Welcome to the home of the CAATS Project

 CAATS = Credit Arbitrage Algorithmic Trading System.

CAATS is:

  • A developmental algorithmic trading system that drives relative value strategies involving securities from across the traded capital structure.
  • Underpinned by Augmented Risk Analytics: a fusion of quantitative risk analytics and deep learning data science technologies, optimized for tactical risk decision making.

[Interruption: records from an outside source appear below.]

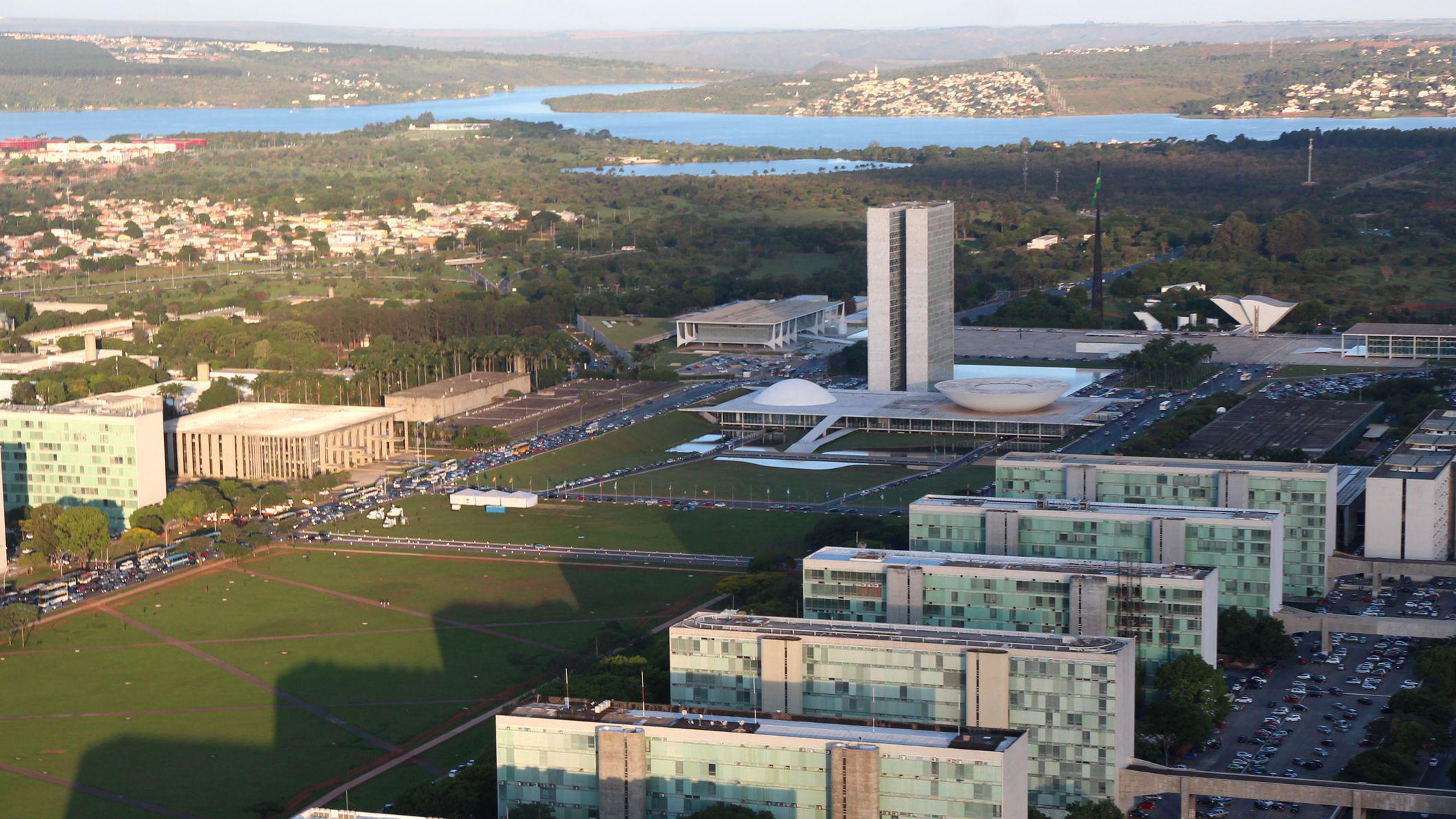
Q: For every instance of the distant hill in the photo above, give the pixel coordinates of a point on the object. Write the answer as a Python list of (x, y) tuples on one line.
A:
[(767, 50)]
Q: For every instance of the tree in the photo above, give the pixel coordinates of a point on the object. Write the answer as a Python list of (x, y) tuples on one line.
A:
[(83, 531), (16, 621), (1190, 682), (1094, 809), (220, 394), (41, 527)]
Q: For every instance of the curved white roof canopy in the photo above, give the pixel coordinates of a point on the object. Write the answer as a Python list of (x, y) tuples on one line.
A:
[(794, 393), (1258, 312), (1002, 394)]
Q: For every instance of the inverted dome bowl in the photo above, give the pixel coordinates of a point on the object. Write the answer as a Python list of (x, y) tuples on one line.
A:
[(1002, 394)]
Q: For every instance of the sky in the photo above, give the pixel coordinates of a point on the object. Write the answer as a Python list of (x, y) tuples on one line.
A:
[(577, 15)]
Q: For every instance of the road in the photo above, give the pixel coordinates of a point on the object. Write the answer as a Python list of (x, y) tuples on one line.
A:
[(573, 553), (995, 305), (1148, 413)]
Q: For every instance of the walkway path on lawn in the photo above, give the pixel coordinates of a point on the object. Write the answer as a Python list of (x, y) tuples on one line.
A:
[(391, 764), (277, 693), (98, 793), (401, 610)]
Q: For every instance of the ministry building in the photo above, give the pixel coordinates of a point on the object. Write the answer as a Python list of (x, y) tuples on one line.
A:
[(913, 673)]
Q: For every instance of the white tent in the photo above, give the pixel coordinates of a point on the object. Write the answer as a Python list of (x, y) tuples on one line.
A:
[(510, 499)]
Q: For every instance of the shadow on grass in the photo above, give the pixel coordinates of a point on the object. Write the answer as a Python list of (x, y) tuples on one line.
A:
[(331, 720)]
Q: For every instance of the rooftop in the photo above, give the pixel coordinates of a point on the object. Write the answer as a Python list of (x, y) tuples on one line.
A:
[(1183, 464), (1309, 424), (1367, 328), (884, 632), (756, 723), (757, 311), (110, 404), (283, 420), (929, 406), (1426, 452), (458, 384), (1050, 564), (1096, 507)]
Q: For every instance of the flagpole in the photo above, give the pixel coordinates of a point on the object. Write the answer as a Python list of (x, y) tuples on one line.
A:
[(1097, 245)]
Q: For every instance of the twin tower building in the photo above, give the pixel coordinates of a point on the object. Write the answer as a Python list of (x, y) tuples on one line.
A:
[(912, 295)]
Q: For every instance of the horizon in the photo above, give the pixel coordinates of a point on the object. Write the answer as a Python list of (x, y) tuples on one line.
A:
[(656, 16)]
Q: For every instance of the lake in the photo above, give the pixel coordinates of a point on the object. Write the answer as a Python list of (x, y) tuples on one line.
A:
[(746, 168), (837, 133)]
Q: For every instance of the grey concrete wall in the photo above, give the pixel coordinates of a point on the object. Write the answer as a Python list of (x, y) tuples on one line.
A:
[(853, 781)]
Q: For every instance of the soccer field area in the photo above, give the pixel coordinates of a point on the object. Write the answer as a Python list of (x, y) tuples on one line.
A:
[(286, 677), (597, 525)]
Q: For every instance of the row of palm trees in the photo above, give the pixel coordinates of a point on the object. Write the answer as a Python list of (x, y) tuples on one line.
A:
[(401, 365)]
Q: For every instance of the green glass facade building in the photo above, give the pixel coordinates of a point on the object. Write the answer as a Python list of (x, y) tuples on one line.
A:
[(606, 761), (1305, 493), (1170, 610), (1245, 545), (105, 452), (1072, 695)]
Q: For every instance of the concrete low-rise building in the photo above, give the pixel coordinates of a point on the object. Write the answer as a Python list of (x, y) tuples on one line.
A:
[(1170, 610), (1411, 496), (1306, 493), (1245, 545), (761, 324), (454, 395), (255, 441), (610, 761), (104, 452), (945, 677)]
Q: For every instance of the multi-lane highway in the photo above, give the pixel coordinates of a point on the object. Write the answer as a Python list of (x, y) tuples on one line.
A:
[(529, 550)]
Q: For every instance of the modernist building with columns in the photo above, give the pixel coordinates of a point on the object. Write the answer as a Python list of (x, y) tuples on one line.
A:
[(1170, 610), (257, 441), (1245, 545), (619, 761), (1306, 493), (915, 673), (761, 324)]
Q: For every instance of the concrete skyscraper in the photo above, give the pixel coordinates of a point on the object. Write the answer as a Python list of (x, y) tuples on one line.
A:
[(912, 295)]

The CAATS Project has soundly achieved its two main objectives:

  1. Create a trading algorithm to systematically identify and exploit valuation inconsistencies across a firms' traded capital structure - reflected in the prices of its' traded equity and credit derivatives - and consistently generate positive P&L with attractive returns across the market cycle.
  2. Successfully demonstrate an application of Augmented Risk Analytics, creating an augmented, predictive risk-management environment with potential applications extending well beyond algorithmic trading.

CAATS employs neural-network based, unsupervised deep learning powered by outputs from Seven Streets’ C2E Risk and Valuation Engine: a proprietary analytics platform that generates consistent risk views across a firm’s traded capital structure, providing relative value insights across credit and equity capital markets.

On this website we discuss the CAATS algorithmic trading system and the C2E platform that supports it. We also document back testing results from the first generation of CAATS algorithm development, which span over a decade and clearly show CAATS performing favorably against the industry benchmark.